24 Ocak 2009’da Oberpfaffenhofen’e indikten sonra, çeşitli bilimsel ekler için bir dizi onay uçuşu gerekliydi. Bunlar bizi 2011’in sonuna kadar meşgul etti. Bu uçuşların çoğu, çok sayıda modifikasyonun kademeli olarak kurulmasından sonra uçuş davranışını test etmeye hizmet etti. Ek ölçüm cihazları için ön gövdenin altına isteğe bağlı bir kap olan göbek bölmesinin kurulumu özellikle dikkat çekiciydi. Bu, DLR’de geliştirildi ve havacılıkta bizim tarafımızdan test edildi. 2012’de nihayet zaman gelmişti: HALO ilk görevini ilkbaharda ‘GEOHALO’ görevinde uçurdu.

HALO’yu bu kadar özel yapan nedir? Böyle bir atmosfer araştırma uçağı ne yapabilir?

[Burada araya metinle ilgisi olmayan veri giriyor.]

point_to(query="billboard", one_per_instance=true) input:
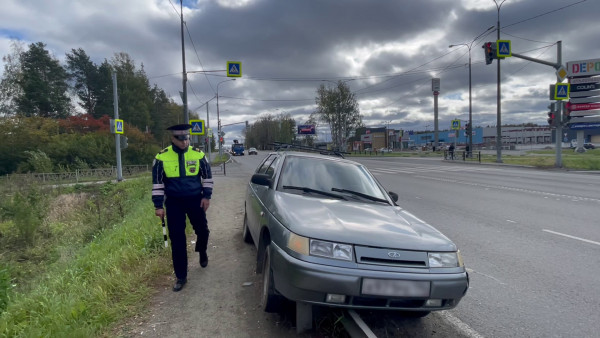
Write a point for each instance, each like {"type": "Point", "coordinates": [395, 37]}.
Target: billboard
{"type": "Point", "coordinates": [306, 129]}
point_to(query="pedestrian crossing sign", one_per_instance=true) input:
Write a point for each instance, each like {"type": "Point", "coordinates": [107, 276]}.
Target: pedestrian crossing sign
{"type": "Point", "coordinates": [503, 48]}
{"type": "Point", "coordinates": [561, 91]}
{"type": "Point", "coordinates": [234, 69]}
{"type": "Point", "coordinates": [197, 127]}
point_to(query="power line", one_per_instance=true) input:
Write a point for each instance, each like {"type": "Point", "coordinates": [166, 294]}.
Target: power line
{"type": "Point", "coordinates": [546, 13]}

HALO, örneğin atmosferik araştırmacıların özellikle ilgi alanına giren yüksek irtifalarda bile uzun saatler boyunca kapsamlı faydalı yükleri uçurabilir. Ayrıca araştırma uçağı, ölçüm cihazları için çok sayıda hava girişi ile donatılmıştır ve uzaktan algılama ölçüm cihazları için özel optik pencerelere sahiptir. Bilim adamlarının, diğer şeylerin yanı sıra, sondaları fırlatmasına veya kanatlardaki sondaların yardımıyla, uçuş sırasında kapsamlı atmosferik verileri kaydetmesine olanak tanır.

Gemide kim var? İş bölümü nasıl?

Gemide geleneksel iki kişilik bir kokpitimiz var. Ayrıca kalkış ve iniş sırasında pilotların arkasında atlama koltuğunda oturan bir uçuş mühendisi bulunmaktadır. Yerleşik bilimsel araçlarla ilgili onayla ilgili güvenlik önlemlerine aşinadır ve acil bir durumda hangi ek güvenlik önlemlerinin gerekli olduğunu bilir. Herhangi bir uçuş değişikliğini gemideki lider ‘Görev Bilimcisi’ ile interkom aracılığıyla koordine ediyoruz. Uçaktaki bilim insanları yerdeki ekipleriyle de uydu iletişimi üzerinden bir sohbet kanalıyla bağlantı kuruyor.

Uzun uçuşlarda nasıl formda kalırsınız ve nasıl beslenirsiniz?

Bu çok gerçekçi. Herkes kendi yemeğini yanlarına alır ve daha sessiz uçuş aşamalarında bir mikrodalga yemek ısıtabilir. Yeterli sıvı alımı önemlidir – özellikle uzun uçuşlarda. Ve uzun bir uçuştan sonra inmeden önce uçaktaki kahve makinesinden bir kahve yudumlamayı seviyorum. (gülüyor)

Özellikle hatırladığınız bir araştırma uçuşu var mı?

Bu, 2016’nın başlarında, atmosferik yerçekimi dalgalarını araştırmak için İsveç’in kuzeyindeki Kiruna’dan çeşitli uçuşlar yürüttüğümüz ‘Yerçekimi Dalgası Yaşam Döngüsü’ görevi sırasındaydı. O zamanlar sadece geceleri havadaydık. Bir uçuş bizi devasa bir kuzey ışıkları manzarasının içinden beş saat kuzeye götürdü. Cennet ve dünya arasında unutulmaz bir gösteriydi.

HALO kokpitinde sizi gelecekte hangi zorluklar bekliyor?

İlkbahar/Yaz 2019’da ilk önce yeni ataşmanların onaylanması için bazı test uçuşları yapacağım. Ardından, Patagonya’nın en güney ucundaki ‘SOUTHTRAC’ araştırma kampanyası için iki uzun konuşlandırmayı takip edin. Bunun için Eylül ve Kasım aylarında birkaç haftalığına Tierra del Fuego/Arjantin’deki Río Grande’de konuşlandırılacağız. And Dağları üzerinde ve Antarktika yönünde ölçüm uçuşları planlanıyor ve ben yine beyaz kıtaya çok yakın olacağım – araştırma pilotu olarak kariyerimin başladığı yer.